Click here
to listen to Blackman Preach read this poem.
Death March
It’s on all over the world—
at the Louisiana Superdome
the death march has been initiated
for a total excavation
of Black people
even if you are in denial—the evidence
is
not living proof
read up on
Sudan, Chicago, Rwanda, Minneapolis,
Somalia—
Camden
places where you and I live comfortably
journaling our experience of the
Bloody Sundays and Mondays
in Alabama & Mississippi—
with smoke screens tied to universities
and corporate
trickery of diversity
and it’s going to kill the flow of colored
folks
working for a better world—
it’s not happening with a Bush or Clinton—
even though most black people are convinced
ole’ Billy Clinton is the Black Hope
for Blacks in America—
he transformed three strikes on the small
dealer—
they get life at 14—
in prison for a little Marijuana—Crack
and the welfare of it all—
world powers want the views to be static
on the growers of the free world
privilege is majority in the 21st Century
with fascism running rapid
and a plight to re-instate slavery
the blinking eyes does not tell a vision
on how I’m living BET
with the failure of College Hill
and their uncut profanity on every hour
we’re up on it
& know why mainstream commercialized
the C-Walk
with gang signs interpreted for escalated
argument, fights
& murders at social events
it now place a warrants on
our young Black and dangerous mind
to be handcuffed—
terrorized by the authorities
manhood stolen
they’re raped in the corridors of prisons
and beaten to death
it benchmarks a generation of men to
hopelessness
no fathers, the fatherless child’s mother
baby sits unemployment and section 8
while on borrowed time—
God save us from the Superdomes of America
and the science of the past
that’s spiraling out of control
we are very much damned
after the myth
of the second creation story
it time to search for our people as Isis
did for Osirus
to gather the fourteen pieces of our
culture
& resurrect freedom from the hoax
manipulated by man
the devil has many deceitful children
and they must work harder as the time
draws nearer
to the end
and the Red Sea margin
reseed like my hairline
till the human death toll exceeds billions
to hell
then the waves of flames shall engulf
you with sulfur
& the turmoil will not be fueled
by Venezuela, Iraq, or Peru
pay attention to the politics of the
un-original man
Black family—as the rib shatters to dust
the candle under the bed burns up
the water is to dry to drink
now—you’re to dehydrated to think
these are the hidden treasures in the
ark of time
the living burden to death
I’ve crawled out of the impressionable
stages to walk
constantly—elevating my altitudes
God save us –
God save us
save us from—
this death march
to the Superdomes of America.
The preceeding words are lyrics from the
CD Bumpy
Tymes
Click
here to listen to Blackman Preach read this poem.
BlackCommentator.com
Spoken Word Columnist, Poet Blackman Preach (Cedric T. Bolton),
is a poet (spoken word artist) and producer, born in Pascagoula,
Mississippi and raised in Paterson, New Jersey. Cedric received
his Bachelor of Arts degree from Western Washington University
and currently resides, with his wife, in Syracuse, New York.
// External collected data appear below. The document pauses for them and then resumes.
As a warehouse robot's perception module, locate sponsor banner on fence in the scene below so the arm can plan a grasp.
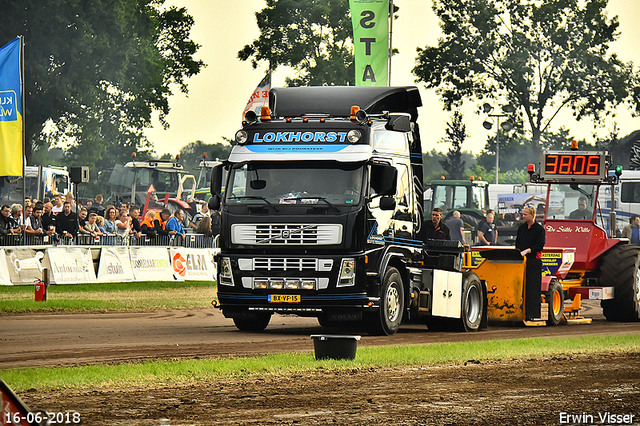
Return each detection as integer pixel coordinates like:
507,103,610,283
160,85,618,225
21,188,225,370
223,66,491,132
129,247,173,281
4,247,44,284
169,248,214,281
0,249,12,285
47,247,96,284
98,247,134,283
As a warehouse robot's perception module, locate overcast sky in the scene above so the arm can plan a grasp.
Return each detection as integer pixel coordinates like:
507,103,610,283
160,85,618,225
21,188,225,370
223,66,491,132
146,0,640,155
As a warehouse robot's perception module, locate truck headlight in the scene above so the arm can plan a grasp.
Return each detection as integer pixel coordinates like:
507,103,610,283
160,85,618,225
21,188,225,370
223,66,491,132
338,259,356,287
218,257,233,285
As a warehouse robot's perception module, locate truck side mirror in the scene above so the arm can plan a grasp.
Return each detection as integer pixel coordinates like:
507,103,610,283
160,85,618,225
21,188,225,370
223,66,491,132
207,194,220,211
249,179,267,190
380,195,396,210
370,164,398,195
385,114,411,132
211,164,224,200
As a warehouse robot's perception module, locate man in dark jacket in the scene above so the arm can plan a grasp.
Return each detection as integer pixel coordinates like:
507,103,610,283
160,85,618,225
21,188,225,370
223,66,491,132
424,207,451,240
56,201,78,236
0,204,12,235
516,206,546,321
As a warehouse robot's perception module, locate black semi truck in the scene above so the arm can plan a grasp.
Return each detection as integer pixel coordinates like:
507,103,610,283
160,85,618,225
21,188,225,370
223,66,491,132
209,87,487,335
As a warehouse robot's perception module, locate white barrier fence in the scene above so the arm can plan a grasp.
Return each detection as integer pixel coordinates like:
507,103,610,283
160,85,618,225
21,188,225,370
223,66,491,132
0,246,219,285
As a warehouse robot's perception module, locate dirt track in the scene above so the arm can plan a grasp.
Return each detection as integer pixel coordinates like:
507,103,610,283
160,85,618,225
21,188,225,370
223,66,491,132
0,302,640,425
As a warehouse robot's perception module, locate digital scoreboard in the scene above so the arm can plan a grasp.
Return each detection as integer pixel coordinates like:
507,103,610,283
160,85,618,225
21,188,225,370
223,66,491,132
540,151,607,182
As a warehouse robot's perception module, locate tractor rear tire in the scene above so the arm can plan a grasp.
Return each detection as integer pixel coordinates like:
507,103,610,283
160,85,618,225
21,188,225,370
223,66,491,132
600,244,640,321
545,278,564,325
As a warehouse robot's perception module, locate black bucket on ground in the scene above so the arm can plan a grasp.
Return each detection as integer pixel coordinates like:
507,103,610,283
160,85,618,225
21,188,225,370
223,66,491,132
311,334,360,360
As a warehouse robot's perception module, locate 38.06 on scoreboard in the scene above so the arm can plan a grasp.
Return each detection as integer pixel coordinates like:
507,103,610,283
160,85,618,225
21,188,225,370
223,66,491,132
540,151,607,182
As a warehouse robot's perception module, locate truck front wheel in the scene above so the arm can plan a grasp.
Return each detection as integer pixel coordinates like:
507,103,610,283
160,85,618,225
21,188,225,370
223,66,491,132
600,244,640,321
367,267,404,336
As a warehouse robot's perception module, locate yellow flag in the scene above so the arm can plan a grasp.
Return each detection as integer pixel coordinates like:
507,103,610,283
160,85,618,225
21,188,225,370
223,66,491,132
0,37,24,176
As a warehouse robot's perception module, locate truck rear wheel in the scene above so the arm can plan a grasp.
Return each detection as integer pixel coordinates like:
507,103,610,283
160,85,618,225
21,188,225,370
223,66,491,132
600,245,640,321
545,278,564,325
367,267,404,336
458,271,484,331
233,312,271,332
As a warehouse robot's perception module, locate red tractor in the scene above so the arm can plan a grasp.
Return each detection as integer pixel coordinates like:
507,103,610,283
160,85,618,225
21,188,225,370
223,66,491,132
529,142,640,321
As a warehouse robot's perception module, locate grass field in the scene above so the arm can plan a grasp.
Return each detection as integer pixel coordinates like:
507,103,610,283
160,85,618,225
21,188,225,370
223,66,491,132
0,281,216,314
5,334,640,392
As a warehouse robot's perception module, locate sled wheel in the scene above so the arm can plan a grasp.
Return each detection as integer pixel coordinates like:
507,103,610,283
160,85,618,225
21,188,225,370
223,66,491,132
545,278,564,325
600,244,640,321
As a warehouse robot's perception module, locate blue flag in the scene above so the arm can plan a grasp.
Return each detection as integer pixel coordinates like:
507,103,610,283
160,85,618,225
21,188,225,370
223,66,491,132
0,37,23,176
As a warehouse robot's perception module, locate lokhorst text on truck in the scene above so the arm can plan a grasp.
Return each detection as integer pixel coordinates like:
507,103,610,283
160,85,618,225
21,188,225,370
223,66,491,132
209,87,487,335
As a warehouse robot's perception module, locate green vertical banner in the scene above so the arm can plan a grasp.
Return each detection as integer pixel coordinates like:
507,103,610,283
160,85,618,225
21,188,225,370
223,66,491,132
349,0,389,86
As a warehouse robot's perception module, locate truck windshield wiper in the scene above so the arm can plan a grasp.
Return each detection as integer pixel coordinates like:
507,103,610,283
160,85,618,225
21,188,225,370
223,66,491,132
229,194,278,211
283,195,340,213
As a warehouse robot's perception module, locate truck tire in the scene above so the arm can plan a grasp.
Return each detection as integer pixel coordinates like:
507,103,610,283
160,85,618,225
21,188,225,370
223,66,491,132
458,271,484,331
600,244,640,321
367,267,404,336
233,312,271,332
545,278,564,325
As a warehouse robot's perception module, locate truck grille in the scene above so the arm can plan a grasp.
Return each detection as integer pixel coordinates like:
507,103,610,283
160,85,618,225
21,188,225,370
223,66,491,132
253,257,318,271
231,224,342,245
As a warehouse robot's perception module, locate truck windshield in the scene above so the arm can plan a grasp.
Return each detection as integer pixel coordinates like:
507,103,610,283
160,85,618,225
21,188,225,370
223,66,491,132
433,185,487,214
225,162,364,205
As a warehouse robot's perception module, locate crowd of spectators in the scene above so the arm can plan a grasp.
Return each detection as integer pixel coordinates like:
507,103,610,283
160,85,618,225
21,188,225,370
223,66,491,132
0,193,219,245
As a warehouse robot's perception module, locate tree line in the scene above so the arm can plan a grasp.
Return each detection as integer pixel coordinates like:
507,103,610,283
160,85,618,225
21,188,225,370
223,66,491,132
0,0,640,190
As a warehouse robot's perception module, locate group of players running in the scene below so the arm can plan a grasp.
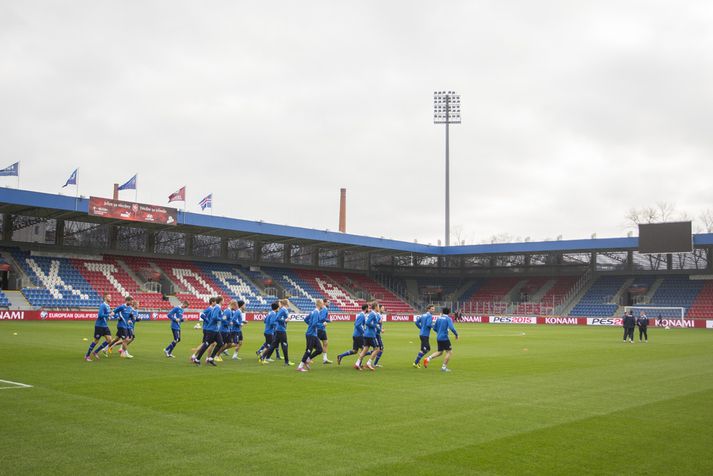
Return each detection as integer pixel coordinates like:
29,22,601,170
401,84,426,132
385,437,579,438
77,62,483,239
84,293,458,372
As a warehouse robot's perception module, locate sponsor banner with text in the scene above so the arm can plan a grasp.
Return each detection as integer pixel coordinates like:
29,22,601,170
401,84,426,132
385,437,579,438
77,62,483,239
488,316,537,324
587,317,622,327
537,317,587,326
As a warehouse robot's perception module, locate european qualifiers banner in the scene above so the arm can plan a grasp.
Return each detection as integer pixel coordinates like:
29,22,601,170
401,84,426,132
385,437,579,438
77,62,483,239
89,197,178,225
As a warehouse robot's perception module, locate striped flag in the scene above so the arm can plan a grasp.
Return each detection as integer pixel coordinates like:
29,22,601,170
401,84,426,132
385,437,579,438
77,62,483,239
119,174,139,190
62,169,79,188
198,193,213,210
168,185,186,203
0,162,20,177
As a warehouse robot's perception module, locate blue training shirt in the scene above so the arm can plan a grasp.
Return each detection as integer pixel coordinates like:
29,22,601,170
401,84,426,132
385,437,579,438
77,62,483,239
416,312,433,337
94,302,111,327
114,304,132,329
352,312,366,337
126,306,139,331
275,307,290,332
220,307,235,334
317,306,331,331
433,315,458,341
364,311,379,339
305,309,320,337
233,309,245,332
263,311,277,335
203,304,223,332
167,306,183,331
200,306,213,324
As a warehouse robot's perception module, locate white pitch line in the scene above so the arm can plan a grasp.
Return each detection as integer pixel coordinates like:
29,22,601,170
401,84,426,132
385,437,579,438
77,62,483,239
0,379,32,390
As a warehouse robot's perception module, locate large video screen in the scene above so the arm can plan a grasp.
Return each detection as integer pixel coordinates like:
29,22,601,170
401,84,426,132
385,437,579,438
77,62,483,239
639,221,693,253
89,197,178,225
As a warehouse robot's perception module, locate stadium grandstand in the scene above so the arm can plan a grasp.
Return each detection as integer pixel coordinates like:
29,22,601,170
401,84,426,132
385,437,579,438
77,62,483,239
0,189,713,318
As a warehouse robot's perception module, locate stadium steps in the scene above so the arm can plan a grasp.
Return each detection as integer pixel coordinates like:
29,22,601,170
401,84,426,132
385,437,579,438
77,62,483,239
114,258,144,288
404,279,419,302
503,279,527,302
530,279,557,303
0,251,34,288
3,291,33,310
611,278,635,304
611,278,635,316
148,261,184,294
555,271,599,316
640,278,663,304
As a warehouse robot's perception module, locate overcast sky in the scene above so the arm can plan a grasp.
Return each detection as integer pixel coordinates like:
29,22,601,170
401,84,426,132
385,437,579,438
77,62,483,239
0,0,713,244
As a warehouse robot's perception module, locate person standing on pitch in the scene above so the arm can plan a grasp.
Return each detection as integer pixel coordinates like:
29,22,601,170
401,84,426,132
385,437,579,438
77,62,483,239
163,301,188,357
255,302,280,357
191,296,224,367
258,299,295,366
297,299,324,372
413,304,436,369
636,311,649,342
84,293,111,362
622,311,636,344
317,298,332,364
374,304,386,367
337,304,369,365
231,300,247,360
354,302,379,370
423,307,458,372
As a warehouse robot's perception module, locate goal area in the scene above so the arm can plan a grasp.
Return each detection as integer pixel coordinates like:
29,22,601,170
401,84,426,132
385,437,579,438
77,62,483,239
624,306,686,320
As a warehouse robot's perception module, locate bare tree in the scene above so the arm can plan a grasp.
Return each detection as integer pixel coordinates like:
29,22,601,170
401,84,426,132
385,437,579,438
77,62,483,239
698,208,713,233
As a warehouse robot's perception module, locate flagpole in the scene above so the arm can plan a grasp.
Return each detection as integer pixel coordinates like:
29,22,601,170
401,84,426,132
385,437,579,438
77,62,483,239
74,167,79,212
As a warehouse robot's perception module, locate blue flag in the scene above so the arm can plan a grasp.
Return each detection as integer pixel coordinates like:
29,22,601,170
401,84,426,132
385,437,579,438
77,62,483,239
0,162,20,177
62,169,79,188
198,193,213,210
119,174,139,190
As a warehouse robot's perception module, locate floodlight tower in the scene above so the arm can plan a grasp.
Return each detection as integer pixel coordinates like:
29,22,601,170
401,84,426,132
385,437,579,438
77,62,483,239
433,91,460,246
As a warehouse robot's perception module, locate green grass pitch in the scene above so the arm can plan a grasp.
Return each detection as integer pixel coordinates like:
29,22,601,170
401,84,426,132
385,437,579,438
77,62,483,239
0,322,713,475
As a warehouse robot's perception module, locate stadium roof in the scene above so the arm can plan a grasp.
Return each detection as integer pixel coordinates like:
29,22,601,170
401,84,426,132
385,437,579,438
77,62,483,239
0,188,713,256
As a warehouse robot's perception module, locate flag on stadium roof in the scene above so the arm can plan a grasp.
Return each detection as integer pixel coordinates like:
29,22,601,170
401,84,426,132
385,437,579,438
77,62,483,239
62,169,79,188
119,174,139,190
168,185,186,203
0,162,20,177
198,193,213,210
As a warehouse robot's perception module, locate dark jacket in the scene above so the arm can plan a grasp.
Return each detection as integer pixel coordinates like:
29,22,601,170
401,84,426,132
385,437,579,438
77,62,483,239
624,315,636,329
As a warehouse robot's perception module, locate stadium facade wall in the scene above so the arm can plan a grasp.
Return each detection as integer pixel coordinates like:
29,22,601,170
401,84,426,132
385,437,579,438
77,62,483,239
0,311,713,329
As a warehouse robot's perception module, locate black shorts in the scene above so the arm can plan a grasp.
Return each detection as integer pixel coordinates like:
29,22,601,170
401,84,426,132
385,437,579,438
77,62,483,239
364,336,378,348
270,331,287,347
306,336,322,350
376,334,384,350
203,331,224,345
419,336,431,354
438,340,451,352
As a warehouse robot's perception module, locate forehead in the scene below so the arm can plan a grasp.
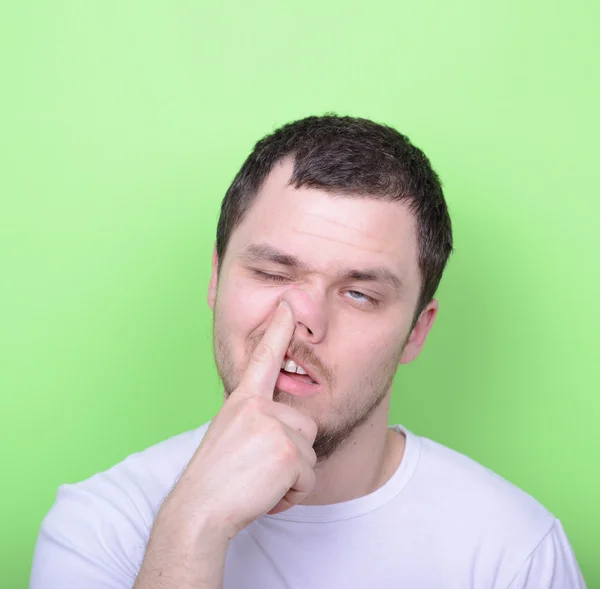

He is the Founder of Poetic
Black Fusion, a writers' workshop that provides access and
opportunities to poets of African Ancestry living in Central
New York. He is also the co-founder of Voices Merging,
a student-run poetry organization (spoken word) at the University
of Minnesota that provides a social outlet for undergraduate
students to develop as writers, network and express themselves
on stage. He has been writing poetry for 14 years and is published
in the Ethnic Student Center's Newsletter at Western
Washington University, The Spokesman Recorder, and
St. Cloud Times. Click
here to contact Blackman Preach.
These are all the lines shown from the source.